When grafana starts up, it checks the database and if it thinks it needs to, it performs a set of migrations on the database. You can jump multiple versions and it will simply apply all migrations from start to finish. However, even though the old and new databases were the same database, when I tried to switch over Grafana (a production system but we could lose it for a minute or 2 without big problems), it basically fell over trying to run migrations and seemed to leave the database in a broken state. I tried deploying the latest minor version, the next minor version and even redeploying the same version but no dice.

I am not sure whether I broke something. Whether I remembered to reseed the target, whether I left the replication on for too long or whatever. Fortunately, I can leave it where it is for now, pointing at the old database (the only database still there), and start again. I will delete the target instance of grafana, create the schema again, add logical replication and then stop the replication before re-deploying the same instance.
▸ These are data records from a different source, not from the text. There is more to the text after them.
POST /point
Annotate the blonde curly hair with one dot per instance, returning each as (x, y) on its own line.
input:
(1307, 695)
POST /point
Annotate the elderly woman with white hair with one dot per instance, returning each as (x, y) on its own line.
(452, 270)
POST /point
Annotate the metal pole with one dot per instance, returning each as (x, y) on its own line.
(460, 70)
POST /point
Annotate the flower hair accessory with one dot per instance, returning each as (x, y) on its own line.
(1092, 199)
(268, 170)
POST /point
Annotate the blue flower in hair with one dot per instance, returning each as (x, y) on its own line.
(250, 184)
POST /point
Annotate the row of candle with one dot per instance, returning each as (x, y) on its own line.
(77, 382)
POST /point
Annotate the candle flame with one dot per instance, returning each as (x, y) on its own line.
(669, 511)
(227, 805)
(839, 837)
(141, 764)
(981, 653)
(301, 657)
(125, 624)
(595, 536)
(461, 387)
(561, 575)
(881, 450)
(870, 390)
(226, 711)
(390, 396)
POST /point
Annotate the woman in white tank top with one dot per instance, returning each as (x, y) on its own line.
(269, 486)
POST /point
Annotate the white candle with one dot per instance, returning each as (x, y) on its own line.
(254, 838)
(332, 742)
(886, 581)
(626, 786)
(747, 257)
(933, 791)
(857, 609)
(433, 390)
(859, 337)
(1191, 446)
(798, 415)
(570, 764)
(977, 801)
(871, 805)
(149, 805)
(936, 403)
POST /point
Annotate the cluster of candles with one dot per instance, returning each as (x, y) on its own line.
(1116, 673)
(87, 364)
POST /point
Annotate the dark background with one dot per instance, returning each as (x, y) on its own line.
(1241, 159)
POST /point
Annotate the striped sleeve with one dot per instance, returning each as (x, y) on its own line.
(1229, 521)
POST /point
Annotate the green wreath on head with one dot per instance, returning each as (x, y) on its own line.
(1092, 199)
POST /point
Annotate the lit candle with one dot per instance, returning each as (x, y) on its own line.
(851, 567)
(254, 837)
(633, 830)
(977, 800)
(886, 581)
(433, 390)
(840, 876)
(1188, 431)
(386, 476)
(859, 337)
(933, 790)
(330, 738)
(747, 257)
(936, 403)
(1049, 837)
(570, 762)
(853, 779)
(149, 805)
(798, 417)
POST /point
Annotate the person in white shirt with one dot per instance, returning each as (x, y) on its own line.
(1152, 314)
Only at that point will I try updating it to a newer version.

Conclusion

So this was all very doable and now I have done it once, I am much less worried about doing this the next time we upgrade from v16 to something else. A nice improvement in v16 is that we can now take logical replicas from non-primary database servers, which is a nice little way of reducing the load on the primary.

I will monitor the apps for a few days (I think we will know fairly quickly if there is a major problem) and then I will delete most of the old replicas, apart from one for Grafana (until we can migrate) and increase the number of v16 replicas. We use automation so we can treat them like cattle. Simply delete the old ones completely and setup new ones with v16 instead of v14. This gives them a chance to retire old hardware that might be waiting for us to remove VMs and ensures any “damage” we have done manually gets removed.